ポートランドの街中。突っ走るには少々しんどいが、たくさんのオブジェを楽しみながら走るのは楽しい
ポートランドの街中。
突っ走るには少々しんどいが、たくさんの
オブジェを楽しみながら走るのは楽しい
 一方、ポートランドはどうか。ダウンタウン、ウエストエンド地区の東側にはコロンビア川の支流ウィラメット川が流れ、「リバーウォーク」と銘打ったウォーターフロントは、その名の通り走ると気持ちがいい。街には、各街区(ブロック)が60m×60mと小さく設定されているため角地がたくさんあり、それぞれにしゃれたカフェやユニークな店舗が構えている。歩きやすい街、「ウォーカブルタウン」と呼ばれるのも頷ける。

 しかし、走るとなると、このように短く仕切られたブロックは少々煩わしい。すぐに交差点が現れるのでスピードを落とさざるを得ないし、信号が赤に変わろうとしているのを見れば、ペースを変えてダッシュする必要がある。まるでインターバル走。おまけに歩道と車道の段差が大きいため、交差点のたびに、よいしょっと飛び越えなければならない。
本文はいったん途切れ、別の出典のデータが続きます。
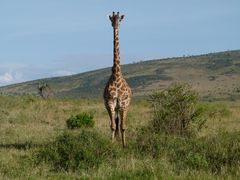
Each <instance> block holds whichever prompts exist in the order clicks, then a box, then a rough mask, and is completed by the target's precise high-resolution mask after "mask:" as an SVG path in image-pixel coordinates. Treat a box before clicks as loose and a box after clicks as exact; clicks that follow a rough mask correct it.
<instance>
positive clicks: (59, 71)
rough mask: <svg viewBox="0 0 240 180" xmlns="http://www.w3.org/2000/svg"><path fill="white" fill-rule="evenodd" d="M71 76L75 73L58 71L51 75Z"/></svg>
mask: <svg viewBox="0 0 240 180" xmlns="http://www.w3.org/2000/svg"><path fill="white" fill-rule="evenodd" d="M73 74H75V73H74V72H72V71H66V70H59V71H56V72H54V73H53V74H52V75H53V76H69V75H73Z"/></svg>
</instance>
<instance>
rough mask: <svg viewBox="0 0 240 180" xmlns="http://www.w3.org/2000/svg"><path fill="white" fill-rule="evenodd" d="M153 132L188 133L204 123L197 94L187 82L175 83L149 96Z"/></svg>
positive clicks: (189, 132)
mask: <svg viewBox="0 0 240 180" xmlns="http://www.w3.org/2000/svg"><path fill="white" fill-rule="evenodd" d="M150 102H151V105H152V107H153V112H154V119H153V122H152V123H153V124H152V128H153V129H154V131H155V132H157V133H158V132H164V133H167V134H172V133H173V134H179V135H184V134H189V133H192V132H193V131H191V130H193V129H200V128H201V127H202V126H203V124H204V123H205V121H206V120H205V118H203V116H202V113H203V109H202V108H198V107H197V102H198V95H197V93H196V92H195V91H193V90H192V89H191V87H190V86H189V85H187V84H183V85H181V84H176V85H174V86H172V87H170V88H167V89H165V90H163V91H161V92H156V93H154V94H152V95H151V96H150Z"/></svg>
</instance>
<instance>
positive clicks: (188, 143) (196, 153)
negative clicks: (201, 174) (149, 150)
mask: <svg viewBox="0 0 240 180" xmlns="http://www.w3.org/2000/svg"><path fill="white" fill-rule="evenodd" d="M239 142H240V133H239V132H234V133H221V134H217V135H216V136H214V137H204V138H200V139H191V140H188V141H187V142H186V143H183V144H182V145H181V146H180V147H178V148H176V149H175V150H174V154H172V156H171V161H172V163H174V164H175V165H176V167H178V168H179V167H180V169H181V168H191V169H197V170H199V169H204V170H206V169H209V170H211V171H212V172H213V173H220V172H222V171H224V170H225V171H228V172H231V173H234V172H235V170H236V171H237V169H238V168H239V166H240V143H239Z"/></svg>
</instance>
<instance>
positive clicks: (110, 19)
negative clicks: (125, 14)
mask: <svg viewBox="0 0 240 180" xmlns="http://www.w3.org/2000/svg"><path fill="white" fill-rule="evenodd" d="M123 18H124V15H121V16H120V15H119V12H117V14H115V12H113V14H112V16H109V19H110V21H111V22H112V27H113V28H118V27H119V25H120V22H121V21H122V20H123Z"/></svg>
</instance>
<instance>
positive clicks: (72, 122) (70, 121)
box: [66, 112, 94, 129]
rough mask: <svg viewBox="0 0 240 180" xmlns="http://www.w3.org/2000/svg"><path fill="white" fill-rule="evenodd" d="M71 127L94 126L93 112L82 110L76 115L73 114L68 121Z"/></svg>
mask: <svg viewBox="0 0 240 180" xmlns="http://www.w3.org/2000/svg"><path fill="white" fill-rule="evenodd" d="M66 123H67V127H68V128H69V129H74V128H81V127H93V126H94V120H93V114H92V113H85V112H82V113H80V114H78V115H76V116H71V117H70V118H69V119H67V121H66Z"/></svg>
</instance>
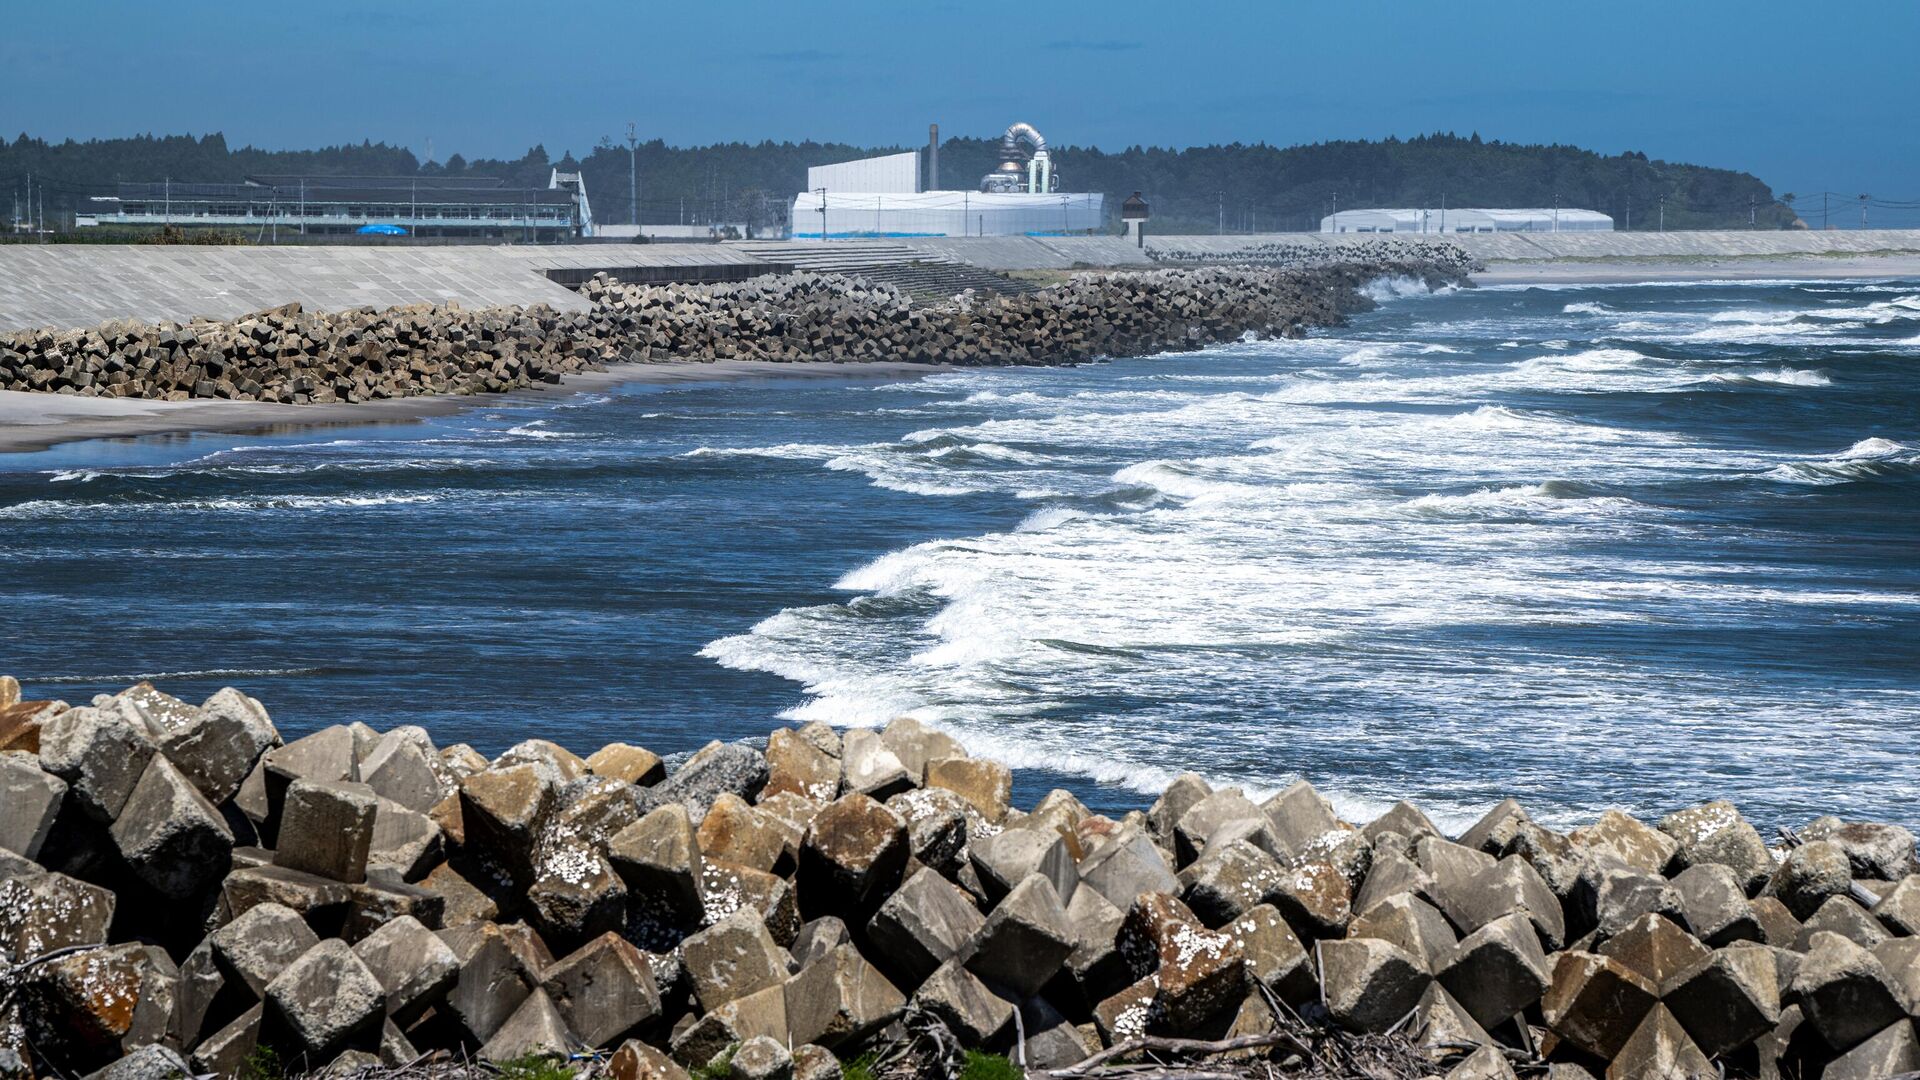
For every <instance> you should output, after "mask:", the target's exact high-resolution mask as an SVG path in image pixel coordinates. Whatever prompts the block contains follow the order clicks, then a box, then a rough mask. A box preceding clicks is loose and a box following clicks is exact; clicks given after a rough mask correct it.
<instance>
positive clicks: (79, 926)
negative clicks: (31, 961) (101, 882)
mask: <svg viewBox="0 0 1920 1080" xmlns="http://www.w3.org/2000/svg"><path fill="white" fill-rule="evenodd" d="M113 905H115V897H113V894H111V892H108V890H104V888H100V886H94V884H86V882H83V880H77V878H69V876H67V874H56V872H38V874H23V876H15V878H6V880H0V959H8V961H15V963H19V961H31V959H33V957H38V955H44V953H50V951H54V949H65V947H73V945H104V944H106V942H108V930H109V928H111V926H113Z"/></svg>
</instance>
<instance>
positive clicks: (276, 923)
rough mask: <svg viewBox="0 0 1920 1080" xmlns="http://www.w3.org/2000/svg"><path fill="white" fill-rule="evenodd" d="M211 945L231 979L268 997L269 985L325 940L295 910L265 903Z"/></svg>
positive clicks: (246, 911) (208, 941) (220, 961)
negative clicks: (268, 987) (314, 931)
mask: <svg viewBox="0 0 1920 1080" xmlns="http://www.w3.org/2000/svg"><path fill="white" fill-rule="evenodd" d="M207 942H211V944H213V961H215V963H217V965H219V969H221V970H223V972H225V974H227V978H230V980H234V982H238V984H240V986H246V988H248V992H252V994H253V997H265V995H267V984H269V982H273V980H275V976H278V974H280V972H284V970H286V969H288V965H292V963H294V961H298V959H300V957H303V955H305V953H307V949H311V947H313V945H319V944H321V938H319V936H317V934H315V932H313V928H309V926H307V920H305V919H301V917H300V913H298V911H294V909H292V907H286V905H282V903H261V905H257V907H252V909H248V911H244V913H242V915H238V917H236V919H234V920H232V922H228V924H225V926H221V928H219V930H215V932H213V934H209V936H207Z"/></svg>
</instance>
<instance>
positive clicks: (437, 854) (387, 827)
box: [367, 799, 445, 882]
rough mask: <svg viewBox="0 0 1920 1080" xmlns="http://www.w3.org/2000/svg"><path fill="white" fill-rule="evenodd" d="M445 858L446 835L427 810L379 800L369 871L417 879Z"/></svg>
mask: <svg viewBox="0 0 1920 1080" xmlns="http://www.w3.org/2000/svg"><path fill="white" fill-rule="evenodd" d="M444 859H445V834H444V832H442V828H440V826H438V824H436V822H434V819H430V817H426V815H424V813H415V811H411V809H407V807H403V805H399V803H396V801H390V799H380V801H378V807H376V809H374V817H372V836H371V838H369V840H367V872H369V874H372V876H378V874H390V876H396V878H399V880H403V882H417V880H420V878H424V876H426V874H430V872H432V871H434V867H438V865H440V863H442V861H444Z"/></svg>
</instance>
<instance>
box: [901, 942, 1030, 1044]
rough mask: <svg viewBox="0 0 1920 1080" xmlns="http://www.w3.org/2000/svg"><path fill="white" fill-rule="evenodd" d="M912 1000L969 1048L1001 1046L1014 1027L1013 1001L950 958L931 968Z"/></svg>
mask: <svg viewBox="0 0 1920 1080" xmlns="http://www.w3.org/2000/svg"><path fill="white" fill-rule="evenodd" d="M912 1003H914V1007H918V1009H924V1011H927V1013H931V1015H933V1017H939V1019H941V1022H945V1024H947V1026H948V1028H950V1030H952V1032H954V1034H956V1036H960V1040H962V1043H964V1045H970V1047H991V1045H1002V1043H1004V1042H1006V1040H1008V1036H1010V1034H1012V1030H1014V1003H1012V1001H1008V999H1004V997H1000V995H998V994H995V992H993V990H989V988H987V984H985V982H981V980H979V978H975V976H973V972H970V970H968V969H966V967H962V965H958V963H954V961H948V963H945V965H941V967H939V969H935V970H933V974H929V976H927V978H925V980H924V982H922V984H920V990H916V992H914V997H912Z"/></svg>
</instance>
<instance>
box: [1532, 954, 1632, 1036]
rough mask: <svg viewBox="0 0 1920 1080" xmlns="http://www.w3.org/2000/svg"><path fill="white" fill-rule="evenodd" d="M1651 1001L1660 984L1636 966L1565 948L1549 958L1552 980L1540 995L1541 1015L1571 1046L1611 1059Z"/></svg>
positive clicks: (1540, 1013) (1618, 961) (1601, 956)
mask: <svg viewBox="0 0 1920 1080" xmlns="http://www.w3.org/2000/svg"><path fill="white" fill-rule="evenodd" d="M1655 1001H1659V988H1657V986H1653V984H1651V982H1647V980H1645V978H1642V976H1640V972H1636V970H1634V969H1630V967H1626V965H1622V963H1619V961H1615V959H1611V957H1603V955H1599V953H1586V951H1580V949H1567V951H1563V953H1559V955H1555V957H1553V982H1551V986H1548V992H1546V995H1544V997H1542V999H1540V1015H1542V1017H1544V1019H1546V1022H1548V1028H1549V1030H1551V1032H1553V1034H1557V1036H1559V1038H1563V1040H1567V1042H1569V1043H1571V1045H1574V1047H1578V1049H1582V1051H1586V1053H1592V1055H1594V1057H1599V1059H1605V1061H1613V1057H1615V1055H1619V1053H1620V1047H1624V1045H1626V1040H1630V1038H1632V1036H1634V1030H1636V1028H1638V1026H1640V1020H1642V1019H1645V1015H1647V1011H1651V1009H1653V1005H1655Z"/></svg>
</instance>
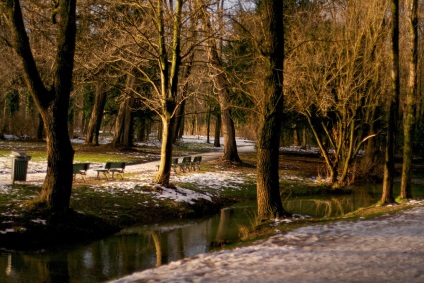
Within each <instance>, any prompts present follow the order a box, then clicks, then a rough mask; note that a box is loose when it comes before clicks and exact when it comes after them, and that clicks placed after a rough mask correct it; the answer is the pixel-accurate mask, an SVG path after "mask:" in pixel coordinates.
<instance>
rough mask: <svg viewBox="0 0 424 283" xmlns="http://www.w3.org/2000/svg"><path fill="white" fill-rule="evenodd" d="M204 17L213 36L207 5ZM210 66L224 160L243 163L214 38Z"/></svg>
mask: <svg viewBox="0 0 424 283" xmlns="http://www.w3.org/2000/svg"><path fill="white" fill-rule="evenodd" d="M202 13H203V16H202V17H201V20H202V23H203V26H204V28H205V30H206V32H207V33H208V34H209V35H210V36H211V35H213V34H214V32H213V30H212V27H211V23H210V22H209V21H210V19H211V18H212V17H211V16H210V14H209V13H208V12H207V11H206V5H203V11H202ZM208 65H209V71H210V75H211V77H212V80H213V82H214V85H215V88H216V91H217V93H218V102H219V106H220V109H221V112H220V113H221V126H222V135H223V137H224V155H223V159H224V160H226V161H230V162H234V163H239V162H241V160H240V157H239V155H238V151H237V144H236V132H235V127H234V121H233V118H232V116H231V107H230V105H231V103H230V93H229V86H228V81H227V79H226V78H225V70H224V68H223V65H222V60H221V58H220V56H219V54H218V50H217V40H216V39H215V38H213V37H212V36H211V37H210V39H209V47H208Z"/></svg>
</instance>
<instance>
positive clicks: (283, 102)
mask: <svg viewBox="0 0 424 283" xmlns="http://www.w3.org/2000/svg"><path fill="white" fill-rule="evenodd" d="M258 11H259V14H260V18H261V22H262V25H263V27H264V29H263V34H264V37H263V40H261V42H262V44H261V49H260V51H261V53H262V54H263V55H264V58H263V60H264V65H265V76H264V78H263V80H264V81H263V93H262V99H261V104H260V105H259V109H258V112H259V130H258V142H257V147H258V158H257V160H258V165H257V168H258V169H257V199H258V216H259V218H272V217H279V216H280V217H281V216H286V215H287V213H286V212H285V211H284V209H283V205H282V202H281V197H280V187H279V174H278V165H279V148H280V146H279V145H280V133H281V121H282V114H283V105H284V101H283V68H284V33H283V32H282V31H284V25H283V20H282V19H283V3H282V1H279V0H263V1H260V2H259V4H258Z"/></svg>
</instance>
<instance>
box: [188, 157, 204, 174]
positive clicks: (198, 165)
mask: <svg viewBox="0 0 424 283" xmlns="http://www.w3.org/2000/svg"><path fill="white" fill-rule="evenodd" d="M200 162H202V156H200V155H199V156H195V157H194V159H193V161H192V162H191V164H190V166H191V169H193V171H196V167H197V169H199V170H200Z"/></svg>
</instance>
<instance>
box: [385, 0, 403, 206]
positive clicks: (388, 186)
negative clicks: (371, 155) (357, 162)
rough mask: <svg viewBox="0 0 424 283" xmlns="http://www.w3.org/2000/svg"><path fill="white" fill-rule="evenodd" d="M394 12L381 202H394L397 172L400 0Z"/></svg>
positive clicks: (398, 88)
mask: <svg viewBox="0 0 424 283" xmlns="http://www.w3.org/2000/svg"><path fill="white" fill-rule="evenodd" d="M391 13H392V29H391V37H392V51H391V55H392V64H393V65H392V92H391V93H390V95H389V112H388V113H387V121H386V123H387V131H386V147H385V154H384V169H383V170H384V176H383V192H382V195H381V203H382V204H387V203H393V202H394V198H393V178H394V174H395V140H396V121H397V113H398V108H399V94H400V78H399V0H391Z"/></svg>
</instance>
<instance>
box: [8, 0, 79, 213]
mask: <svg viewBox="0 0 424 283" xmlns="http://www.w3.org/2000/svg"><path fill="white" fill-rule="evenodd" d="M3 4H4V5H3V7H4V9H5V10H4V11H5V16H6V21H7V23H8V25H9V27H10V29H11V34H12V39H11V43H12V45H13V48H14V49H15V51H16V52H17V54H18V56H19V57H20V59H21V63H22V66H23V70H24V71H23V77H24V80H25V82H26V85H27V87H28V90H29V92H30V94H31V96H32V98H33V100H34V102H35V104H36V105H37V108H38V110H39V113H40V114H41V117H42V118H43V122H44V125H45V129H46V137H47V174H46V178H45V180H44V183H43V186H42V188H41V193H40V197H39V199H38V201H39V203H40V204H41V206H42V207H45V208H46V209H47V210H48V211H50V212H51V213H52V215H56V216H60V215H62V214H63V213H66V212H67V211H68V209H69V201H70V197H71V189H72V161H73V156H74V151H73V149H72V146H71V143H70V140H69V135H68V131H67V115H68V109H69V99H70V92H71V86H72V70H73V66H74V53H75V35H76V15H75V12H76V1H75V0H61V1H59V2H58V6H57V8H56V9H55V13H57V15H56V14H54V15H53V20H54V22H55V23H56V24H57V27H58V34H57V53H56V57H55V62H53V64H52V66H54V69H53V70H52V72H51V73H52V74H53V78H51V81H52V85H51V86H49V87H46V86H45V85H44V84H43V81H42V79H41V76H40V74H39V72H38V69H37V65H36V63H35V60H34V56H33V54H32V51H31V48H30V44H29V38H28V35H27V33H26V29H25V25H24V20H23V17H22V12H21V7H20V4H19V2H18V1H13V0H8V1H6V2H4V3H3ZM56 20H57V21H56ZM53 213H54V214H53Z"/></svg>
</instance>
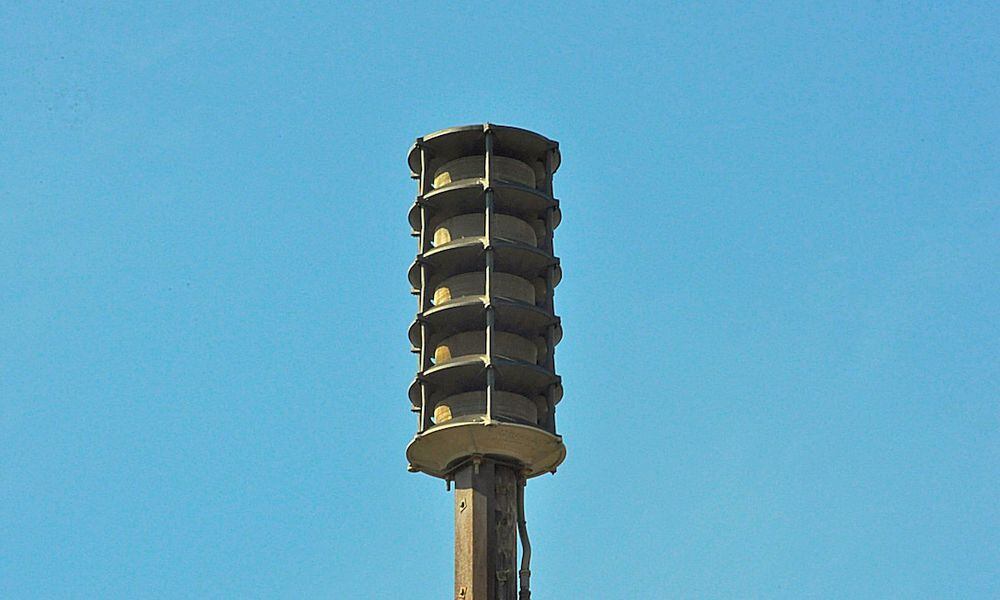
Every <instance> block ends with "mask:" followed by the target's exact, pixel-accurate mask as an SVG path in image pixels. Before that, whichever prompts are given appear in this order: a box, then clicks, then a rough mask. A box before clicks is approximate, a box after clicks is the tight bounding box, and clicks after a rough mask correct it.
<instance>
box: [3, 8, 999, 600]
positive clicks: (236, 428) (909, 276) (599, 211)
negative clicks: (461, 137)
mask: <svg viewBox="0 0 1000 600" xmlns="http://www.w3.org/2000/svg"><path fill="white" fill-rule="evenodd" d="M14 4H22V3H8V4H6V5H5V6H4V7H3V8H0V597H3V598H252V597H260V598H338V599H339V598H363V599H368V598H373V599H396V598H405V599H413V600H423V599H427V600H432V599H440V598H447V597H449V595H450V594H451V579H452V562H451V561H452V537H451V536H452V521H451V519H452V505H451V497H450V496H449V495H448V494H446V493H445V490H444V485H443V484H441V483H440V482H439V481H437V480H434V479H431V478H429V477H426V476H423V475H413V474H408V473H407V472H406V462H405V458H404V454H403V451H404V448H405V446H406V443H407V442H408V441H409V439H410V437H411V435H412V433H413V428H414V418H413V416H412V415H411V413H410V412H409V403H408V401H407V399H406V387H407V385H408V383H409V382H410V380H411V378H412V376H413V371H414V368H415V360H414V358H413V356H412V355H411V354H410V353H409V352H408V343H407V340H406V335H405V332H406V328H407V326H408V324H409V323H410V321H411V319H412V316H413V313H414V310H415V302H414V299H413V298H412V297H411V296H410V295H409V293H408V285H407V283H406V277H405V273H406V269H407V267H408V266H409V263H410V261H411V260H412V257H413V253H414V251H415V243H414V241H413V239H412V238H411V237H410V236H409V230H408V226H407V222H406V212H407V210H408V208H409V205H410V203H411V202H412V199H413V193H414V185H413V183H412V182H411V181H410V180H409V178H408V171H407V168H406V165H405V162H404V157H405V154H406V151H407V150H408V147H409V145H410V144H411V143H412V141H413V138H414V137H416V136H418V135H421V134H423V133H427V132H430V131H433V130H436V129H440V128H443V127H447V126H452V125H458V124H465V123H476V122H482V121H487V120H489V121H493V122H497V123H504V124H512V125H518V126H522V127H527V128H530V129H535V130H538V131H540V132H542V133H544V134H546V135H548V136H550V137H552V138H554V139H557V140H559V141H560V142H561V144H562V149H563V155H564V164H563V168H562V169H561V170H560V172H559V173H558V177H557V180H556V191H557V195H558V196H559V197H560V198H561V199H562V201H563V207H564V214H565V219H564V222H563V225H562V227H561V228H560V229H559V230H558V232H557V233H558V235H557V239H556V247H557V251H558V253H559V254H560V255H561V256H562V258H563V264H564V267H565V272H566V277H565V280H564V283H563V285H562V286H561V287H560V288H559V291H558V294H557V308H558V310H559V312H560V313H561V315H562V316H563V318H564V324H565V329H566V338H565V340H564V342H563V344H562V345H561V346H560V347H559V352H558V360H559V369H560V372H561V374H562V375H563V377H564V380H565V386H566V398H565V401H564V403H563V404H562V405H561V407H562V410H561V413H560V415H561V421H560V426H561V429H562V432H563V433H564V435H565V438H566V442H567V444H568V447H569V457H568V459H567V461H566V463H565V464H564V466H563V467H562V468H561V469H560V470H559V473H558V474H557V475H556V476H555V477H545V478H541V479H538V480H533V481H532V483H531V484H530V485H529V487H528V511H529V513H528V518H529V527H530V529H531V533H532V536H533V538H532V539H533V543H534V547H535V559H536V560H535V563H534V567H535V575H534V578H533V582H534V591H535V596H536V597H537V598H540V599H553V600H575V599H587V600H589V599H597V600H603V599H609V600H617V599H619V598H652V599H659V598H722V599H728V598H837V599H840V598H935V599H938V598H996V597H998V596H1000V550H998V548H1000V509H998V505H1000V504H998V500H997V499H998V497H1000V479H998V467H1000V460H998V459H1000V434H998V431H1000V411H998V396H1000V394H998V391H1000V390H998V387H1000V386H998V366H997V365H998V356H1000V346H998V338H1000V335H998V333H1000V332H998V325H997V324H998V312H1000V311H998V298H1000V289H998V288H1000V286H998V279H997V272H996V271H997V264H998V254H1000V253H998V250H1000V248H998V241H997V240H998V232H1000V228H998V198H1000V171H998V162H1000V161H998V158H1000V157H998V139H1000V126H998V114H1000V102H998V99H1000V94H998V83H997V82H998V80H1000V68H998V64H1000V60H998V58H1000V57H998V43H997V31H1000V22H998V21H1000V19H998V14H1000V13H998V10H997V8H996V6H995V5H993V6H990V4H989V3H985V2H984V3H981V4H965V3H962V4H959V3H951V2H947V3H940V4H941V6H932V5H930V4H915V5H911V6H907V7H900V6H897V5H896V3H893V4H892V5H891V6H889V5H886V4H879V5H877V6H876V5H875V3H856V4H840V5H839V6H837V7H831V6H820V3H811V4H814V6H811V7H808V8H807V7H803V6H799V3H788V4H783V3H778V4H765V3H754V5H753V6H752V7H737V6H735V5H733V4H730V3H720V4H707V5H700V6H676V5H675V6H663V5H660V4H653V3H649V4H629V5H621V4H607V5H605V6H599V5H596V4H588V3H585V4H579V5H575V6H572V5H557V4H555V3H546V4H544V5H541V4H539V3H532V4H526V3H525V4H512V5H506V4H504V5H502V6H501V5H491V6H489V7H483V6H480V5H479V4H473V3H465V4H455V5H452V6H447V5H443V4H426V3H419V4H418V3H406V4H396V5H394V6H392V7H387V8H381V9H376V8H374V7H371V6H365V5H361V4H358V5H349V4H346V3H341V4H340V5H339V7H337V8H329V7H323V6H319V5H298V4H297V5H291V4H289V3H260V4H254V5H251V4H249V3H244V2H234V3H230V4H223V3H211V5H212V6H211V8H206V7H205V6H203V5H204V4H206V3H196V4H191V5H187V6H185V5H160V4H145V5H142V6H140V5H138V3H136V4H131V3H121V4H120V5H119V6H117V7H113V8H111V7H104V8H97V7H95V6H89V7H84V6H81V5H77V4H76V3H58V4H54V3H50V4H42V3H23V5H22V6H20V7H18V6H15V5H14Z"/></svg>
 このようにいろいろあるが、良い点もある。走っている時に、何度か立ち止まるべきところを進んでしまったのだが、ドライバーからクラクションを鳴らされるようなことは一度もなかった。これも、ポートランドに「人中心の街づくり」が浸透している影響だろう、と勝手に解釈し、“マイご当地ランニングマップ”には◎をつけた。